Each region’s payment service subscribes to its regional subject (services.region1.payments or services.region2.payments). Applications never know which one they’re hitting – they publish to payments.process and the local server rewrites the destination.

How the Mapping Resolves

The mapping is applied at the server where the publish originates, before any gateway hop. A client connected to Region 1’s cluster publishing payments.process has the subject rewritten to services.region1.payments at the local server; the message routes from there. Region 2’s mapping does not re-apply in transit – mappings are not chained across gateways.

This is what makes per-cluster mappings work: the application publishes a generic subject, and each cluster independently decides what that subject means for its locally-connected clients.

Failover

For active/standby routing across regions, change the mapping destination and reload. Suppose Region 1 is the active payment processor and Region 2 is on standby. Region 1’s apps already map locally as above. To fail Region 1’s traffic over to Region 2, edit Region 1’s config so that payments.process maps to a subject that crosses the gateway:

accounts {
    PAYMENTS {
        mappings = {
            "payments.process": [
                {dest: "services.region2.payments", weight: 100%}
            ]
        }
    }
}

Then reload:

# If pid_file is set in server.conf:
nats-server --signal reload

# Otherwise, supply the PID explicitly:
nats-server --signal reload=<pid>
# or: kill -HUP $(pgrep -x nats-server)

No application restarts. No client reconnections. The next request published in Region 1 routes across the gateway to Region 2’s service. Failing back is the same operation in reverse.

There is a short cutover window: requests already in flight when the reload signal is processed may be delivered to the old destination. For low-volume workloads this is negligible; for high-throughput services, expect a brief overlap and design retries accordingly.

The Simpler Alternative

Before reaching for subject mappings, consider whether a plain service-import pattern is enough. NATS service imports allow the same subject to be imported from different source accounts – a single account can import services.region1.payments from one source account and services.region2.payments from another, and the caller picks which one to invoke.

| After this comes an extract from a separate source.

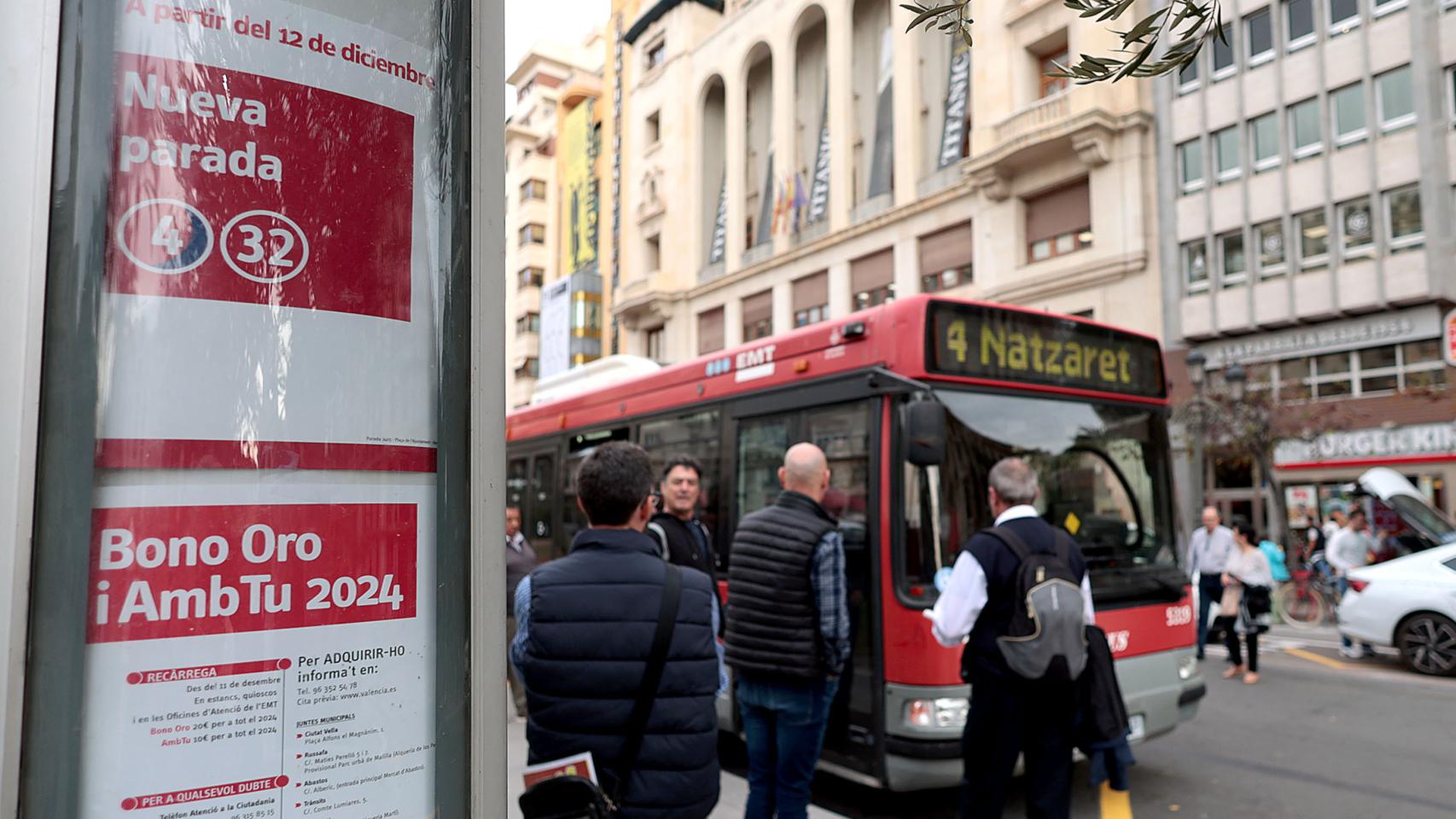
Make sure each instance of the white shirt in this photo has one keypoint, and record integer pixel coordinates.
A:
(965, 595)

This works when the application or an intermediary is willing to select between two named subjects. It does not require a super-cluster, it does not require config reloads to fail over (the application or a service mesh can pick), and the routing logic is visible in the caller’s code rather than in cluster configuration.

The subject-mapping pattern is the better fit when:

• Applications should be truly region-unaware – no awareness of two regional endpoints, no selection logic
• You want routing decisions to live in infrastructure configuration, not in application code
• Your topology already is a super-cluster
• You want failover triggered by an operator config change, not by application logic or a service-mesh policy

If you have a single cluster spanning regions, neither approach gives you per-region mapping within an account. Stretch-cluster topology limits you to homogeneous routing; reach for a super-cluster first.

Operational Caveats

A few things worth knowing before relying on this pattern in production:

• Reload requires a PID source. nats-server --signal reload needs a pidfile (set pid_file in the server config) or an explicit PID argument. Without either, the signal has nowhere to land.
• Failover is operator-triggered. This pattern gives you application transparency, not automatic failover. The cutover happens when an operator edits config and sends a reload – there is no built-in health check or auto-switch.
• Mappings are not stream replication. Subject mappings rewrite the destination of an individual message at publish time. They are not a substitute for JetStream cross-domain sourcing if you need persistent stream replication across regions.
• Within-cluster account configs must agree. If two servers in the same cluster carry different mappings for an account, the cluster is misconfigured. The per-cluster scoping that makes this pattern work is a super-cluster property; do not try to leverage it within one cluster.